All too often, machinimators try and base entire episodes on the premise of two game characters sitting around waxing existential, interjecting the occasional self-referential joke. A formula perfected by the guys at Rooster Teeth. But when others have tried to replicate that, the result has tended to look more like an SNL skit that painfully won’t end. Scott successfully avoids that trap and delivers comedy both through the sharp dialog as well as a number of sight gags. There’s even a Rosencrantz & Guildenstern Are Dead moment during a pursuit of a fugitive where we see the husband consoling his wife on the coach in the apartment (a familiar scene to those who have played the game).
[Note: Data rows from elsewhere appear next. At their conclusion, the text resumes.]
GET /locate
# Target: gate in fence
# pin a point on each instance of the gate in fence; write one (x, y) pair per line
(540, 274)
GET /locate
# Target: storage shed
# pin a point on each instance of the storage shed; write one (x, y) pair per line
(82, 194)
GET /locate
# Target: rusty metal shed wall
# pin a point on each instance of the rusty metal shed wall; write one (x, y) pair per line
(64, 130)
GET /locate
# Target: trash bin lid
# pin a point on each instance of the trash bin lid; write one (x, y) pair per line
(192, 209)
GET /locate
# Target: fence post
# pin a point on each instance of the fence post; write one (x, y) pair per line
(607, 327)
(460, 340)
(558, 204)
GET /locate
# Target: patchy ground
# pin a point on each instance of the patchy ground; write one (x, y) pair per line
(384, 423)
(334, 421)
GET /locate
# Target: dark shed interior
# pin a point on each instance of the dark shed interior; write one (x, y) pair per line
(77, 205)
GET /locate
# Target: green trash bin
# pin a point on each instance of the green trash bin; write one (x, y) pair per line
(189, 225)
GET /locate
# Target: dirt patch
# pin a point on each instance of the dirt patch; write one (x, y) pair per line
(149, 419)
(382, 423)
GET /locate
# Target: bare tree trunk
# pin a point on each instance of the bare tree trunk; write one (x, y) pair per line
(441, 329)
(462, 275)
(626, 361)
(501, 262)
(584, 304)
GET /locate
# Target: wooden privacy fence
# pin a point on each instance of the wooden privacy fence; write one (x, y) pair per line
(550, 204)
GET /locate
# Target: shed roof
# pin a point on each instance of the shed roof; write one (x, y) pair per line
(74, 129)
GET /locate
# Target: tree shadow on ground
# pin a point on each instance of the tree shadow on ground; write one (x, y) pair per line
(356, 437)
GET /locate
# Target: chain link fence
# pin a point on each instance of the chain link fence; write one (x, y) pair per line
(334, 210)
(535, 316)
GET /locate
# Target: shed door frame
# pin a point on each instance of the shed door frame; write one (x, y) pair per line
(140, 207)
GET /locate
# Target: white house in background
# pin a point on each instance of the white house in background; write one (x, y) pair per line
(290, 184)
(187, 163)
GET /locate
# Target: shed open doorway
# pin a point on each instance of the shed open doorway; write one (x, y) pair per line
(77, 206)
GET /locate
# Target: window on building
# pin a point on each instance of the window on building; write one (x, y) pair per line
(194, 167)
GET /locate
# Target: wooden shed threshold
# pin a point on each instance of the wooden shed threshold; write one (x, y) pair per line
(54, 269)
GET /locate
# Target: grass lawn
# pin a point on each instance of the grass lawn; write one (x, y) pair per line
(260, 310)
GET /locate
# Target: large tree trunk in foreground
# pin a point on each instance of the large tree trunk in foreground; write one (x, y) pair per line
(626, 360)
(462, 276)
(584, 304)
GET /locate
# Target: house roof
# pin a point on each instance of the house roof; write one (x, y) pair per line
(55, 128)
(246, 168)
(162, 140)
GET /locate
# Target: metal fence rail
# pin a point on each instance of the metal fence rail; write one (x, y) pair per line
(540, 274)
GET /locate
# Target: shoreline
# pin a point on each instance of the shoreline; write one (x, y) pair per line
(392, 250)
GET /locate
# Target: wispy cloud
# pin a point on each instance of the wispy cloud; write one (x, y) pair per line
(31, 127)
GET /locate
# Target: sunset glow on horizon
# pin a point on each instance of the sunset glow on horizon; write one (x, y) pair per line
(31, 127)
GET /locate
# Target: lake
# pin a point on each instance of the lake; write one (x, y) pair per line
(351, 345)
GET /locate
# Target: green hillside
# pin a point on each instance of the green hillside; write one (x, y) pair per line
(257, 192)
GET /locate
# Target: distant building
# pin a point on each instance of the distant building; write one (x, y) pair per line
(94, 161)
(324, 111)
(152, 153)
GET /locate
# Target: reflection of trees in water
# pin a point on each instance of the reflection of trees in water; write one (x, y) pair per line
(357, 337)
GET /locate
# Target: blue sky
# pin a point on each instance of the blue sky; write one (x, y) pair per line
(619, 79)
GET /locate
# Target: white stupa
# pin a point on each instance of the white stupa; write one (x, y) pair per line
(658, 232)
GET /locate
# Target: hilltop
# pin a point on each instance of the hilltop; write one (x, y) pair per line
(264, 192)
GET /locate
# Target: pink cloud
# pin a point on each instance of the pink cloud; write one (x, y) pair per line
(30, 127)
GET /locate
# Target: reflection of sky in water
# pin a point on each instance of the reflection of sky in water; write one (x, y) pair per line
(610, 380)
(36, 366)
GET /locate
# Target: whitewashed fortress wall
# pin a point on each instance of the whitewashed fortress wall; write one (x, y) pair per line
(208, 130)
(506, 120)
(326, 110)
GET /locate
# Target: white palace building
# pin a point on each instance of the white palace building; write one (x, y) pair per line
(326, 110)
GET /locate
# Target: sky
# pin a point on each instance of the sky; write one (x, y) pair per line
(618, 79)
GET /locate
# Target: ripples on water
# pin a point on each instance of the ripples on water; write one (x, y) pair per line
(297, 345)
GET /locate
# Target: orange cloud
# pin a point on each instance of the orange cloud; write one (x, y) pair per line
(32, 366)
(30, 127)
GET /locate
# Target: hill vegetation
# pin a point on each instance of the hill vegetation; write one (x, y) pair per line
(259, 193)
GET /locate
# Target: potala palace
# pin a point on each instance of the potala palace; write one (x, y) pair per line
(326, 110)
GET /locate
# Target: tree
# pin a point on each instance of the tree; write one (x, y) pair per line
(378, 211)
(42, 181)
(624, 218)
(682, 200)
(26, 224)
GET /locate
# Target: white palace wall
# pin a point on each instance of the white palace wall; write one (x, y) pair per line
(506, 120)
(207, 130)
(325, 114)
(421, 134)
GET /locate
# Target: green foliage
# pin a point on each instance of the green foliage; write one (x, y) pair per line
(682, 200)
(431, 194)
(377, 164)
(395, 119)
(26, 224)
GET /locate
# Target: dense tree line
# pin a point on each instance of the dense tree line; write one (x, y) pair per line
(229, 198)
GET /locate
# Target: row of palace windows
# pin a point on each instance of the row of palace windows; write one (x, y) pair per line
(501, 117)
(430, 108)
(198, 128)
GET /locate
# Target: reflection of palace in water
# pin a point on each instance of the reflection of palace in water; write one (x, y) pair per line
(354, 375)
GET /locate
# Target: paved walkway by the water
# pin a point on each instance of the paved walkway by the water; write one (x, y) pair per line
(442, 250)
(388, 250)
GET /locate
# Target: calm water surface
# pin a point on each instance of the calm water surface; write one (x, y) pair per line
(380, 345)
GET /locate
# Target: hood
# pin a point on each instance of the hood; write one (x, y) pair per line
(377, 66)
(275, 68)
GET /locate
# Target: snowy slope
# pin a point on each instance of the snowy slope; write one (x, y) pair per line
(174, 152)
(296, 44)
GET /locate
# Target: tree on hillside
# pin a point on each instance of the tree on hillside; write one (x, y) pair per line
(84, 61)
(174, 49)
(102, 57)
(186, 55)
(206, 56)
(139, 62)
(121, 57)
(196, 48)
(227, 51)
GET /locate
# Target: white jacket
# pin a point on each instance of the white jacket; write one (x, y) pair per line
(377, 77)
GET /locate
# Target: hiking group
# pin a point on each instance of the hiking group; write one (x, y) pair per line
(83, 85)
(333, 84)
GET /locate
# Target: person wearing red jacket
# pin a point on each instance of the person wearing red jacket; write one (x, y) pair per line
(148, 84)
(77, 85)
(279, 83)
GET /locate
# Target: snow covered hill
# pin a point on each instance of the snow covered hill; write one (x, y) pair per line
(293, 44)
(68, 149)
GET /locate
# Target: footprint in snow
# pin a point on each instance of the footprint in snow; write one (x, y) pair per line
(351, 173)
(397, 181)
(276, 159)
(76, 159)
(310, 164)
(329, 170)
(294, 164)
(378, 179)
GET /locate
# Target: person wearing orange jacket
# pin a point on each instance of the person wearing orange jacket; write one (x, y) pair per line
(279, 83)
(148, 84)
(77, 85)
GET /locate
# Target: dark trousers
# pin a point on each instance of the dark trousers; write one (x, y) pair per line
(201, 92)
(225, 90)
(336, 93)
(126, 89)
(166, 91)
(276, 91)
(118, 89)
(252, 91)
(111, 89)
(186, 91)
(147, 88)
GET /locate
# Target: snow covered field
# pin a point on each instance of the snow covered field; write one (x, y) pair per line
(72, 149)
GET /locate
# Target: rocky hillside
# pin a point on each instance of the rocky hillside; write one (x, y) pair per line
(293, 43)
But rather than consoling her about the dystopian world in which the game takes place, as a player of the game might imagine he is doing when the two are encountered, he’s revealing a ridiculous secret to her involving a lost cat and a trip to the beach. The humor is further supported with some exceptionally high production values, even by HL2 standards. Making great use of the engine’s depth of field and bloom effects, the piece takes on a very stylized feel, especially for a comedy. Throw in a Dutch angle tracking shot, excellent voice acting along with topnotch sound design, and you have a what I would consider a front-runner for best new series at this Fall’s festival.